Silenced priest warns of gay crisis

Starting today, 290 of the nation’s Catholic bishops will meet at the Capitol Hyatt for their yearly business meeting and to tie up loose ends on the massive sexual-abuse crisis that has shaken the U.S. Catholic Church to its core in the past two years.

Although it’s been less than a year since the church revealed that there were 10,667 cases of abuse committed by 4,392 priests in a 50-year period, the message at the meeting will be that the crisis is under control.

But it’s far from over, says a local Catholic priest who says the true source of the crisis is a priesthood that is “honeycombed” with homosexual clerics, especially in the Diocese of Arlington.

However, attempts by the Rev. James Haley, 48, to persuade his bishop of the problem have backfired. After hearing from the priest about numerous instances of homosexual activity among diocesan clergy, Arlington Bishop Paul Loverde ordered the priest silenced Oct. 23, 2001. This “precept of silence” — usually only employed during church trial proceedings — is rarely used to silence a whistleblower.
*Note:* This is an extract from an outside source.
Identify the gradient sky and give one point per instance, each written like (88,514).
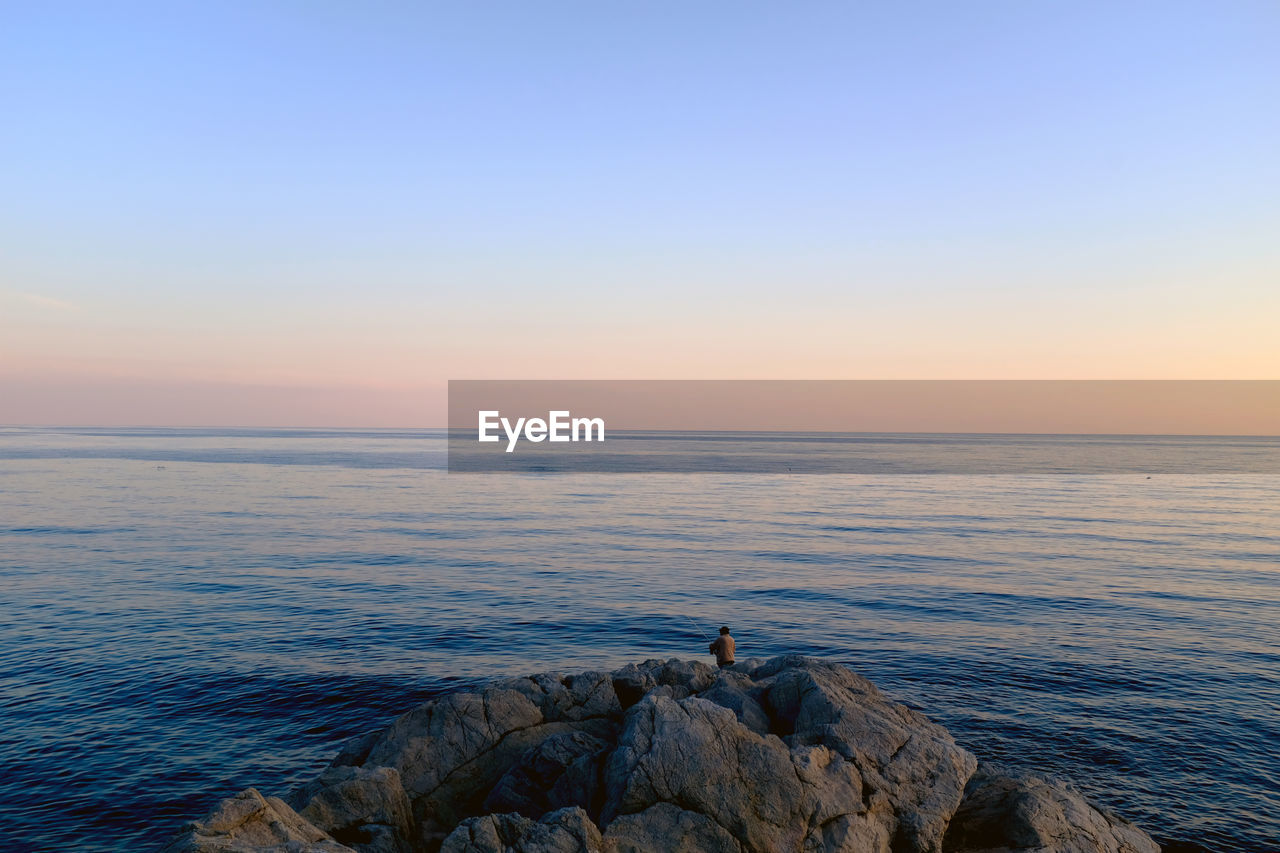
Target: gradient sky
(316,213)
Thus, in the past three years, Father Haley’s case, which also involves accusations of sexual misconduct against him, has become a cause celebre among many Catholics in the Diocese of Arlington.

It’s also attracted the attention of the Vatican, which summoned him to appear before an ecclesiastical court in March. Church officials held two more hearings on the matter this summer and last week scheduled a fourth hearing in conjunction with the bishops’ meeting. Less than 24 hours later, after the priest, now living several states away, had bought nonrefundable plane tickets to Washington, the meeting was canceled suddenly.
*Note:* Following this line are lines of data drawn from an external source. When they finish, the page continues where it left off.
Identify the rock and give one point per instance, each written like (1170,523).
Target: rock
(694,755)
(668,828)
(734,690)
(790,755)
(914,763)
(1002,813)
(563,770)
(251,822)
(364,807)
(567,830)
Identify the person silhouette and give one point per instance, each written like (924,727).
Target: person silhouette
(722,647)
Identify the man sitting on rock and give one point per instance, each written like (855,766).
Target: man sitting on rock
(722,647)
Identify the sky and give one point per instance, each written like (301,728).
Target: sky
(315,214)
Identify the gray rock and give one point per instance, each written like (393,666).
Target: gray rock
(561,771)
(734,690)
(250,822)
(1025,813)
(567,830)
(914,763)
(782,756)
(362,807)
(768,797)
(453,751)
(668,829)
Father Haley says his only crime is his insistence that homosexual priests, not solely pedophiles, are at the root of the sexual-abuse crisis. The Catholic priesthood is demoralized, he says, by groups of homosexual clerics who control who gets admitted to seminary, which men get nominated for bishop and which priests get the plum parishes.

Based on his 17 years in the priesthood, he estimates that 60 percent of the Diocese of Arlington’s 127 diocesan priests are homosexuals, which is high compared with national estimates of 30 percent to 50 percent from other authorities on the priesthood.

As his prospects of returning to life as a parish priest dwindle, he has amassed reams of tapes, videos, photographs, e-mail messages and 1,200 pages of documents for a tell-all book on homosexuality and the priesthood.

“I am astounded the bishops will protect these guys, promote them, even make them bishops,” he says. “This is a huge moral issue, and if the bishops aren’t clear on this, the pope needs to rule on it.

“People will say there’s nothing wrong with homosexual priests as long as they are celibate. Well, that is a totally naive statement and totally wrong.”

Backlash

Father Haley, who is living on a $1,700 a month stipend from the Arlington Diocese and relies on his motorcycle for transport, says his troubles began after several confrontations with his bishop over the priest’s charges that homosexuals were indulged by the diocese.

Bishop Loverde, in turn, has leveled several charges at the priest, ranging from sexual misconduct to talking with the press. He has turned the case over to the Vatican’s Congregation for the Doctrine of the Faith, overseen by Cardinal Joseph Ratzinger.

The cardinal asked Bishop Thomas G. Doran of Rockford, Ill., to preside at an ecclesiastical court, which has met in three closed sessions this year. Once the case is wrapped up, it will be forwarded to the Vatican for judgment.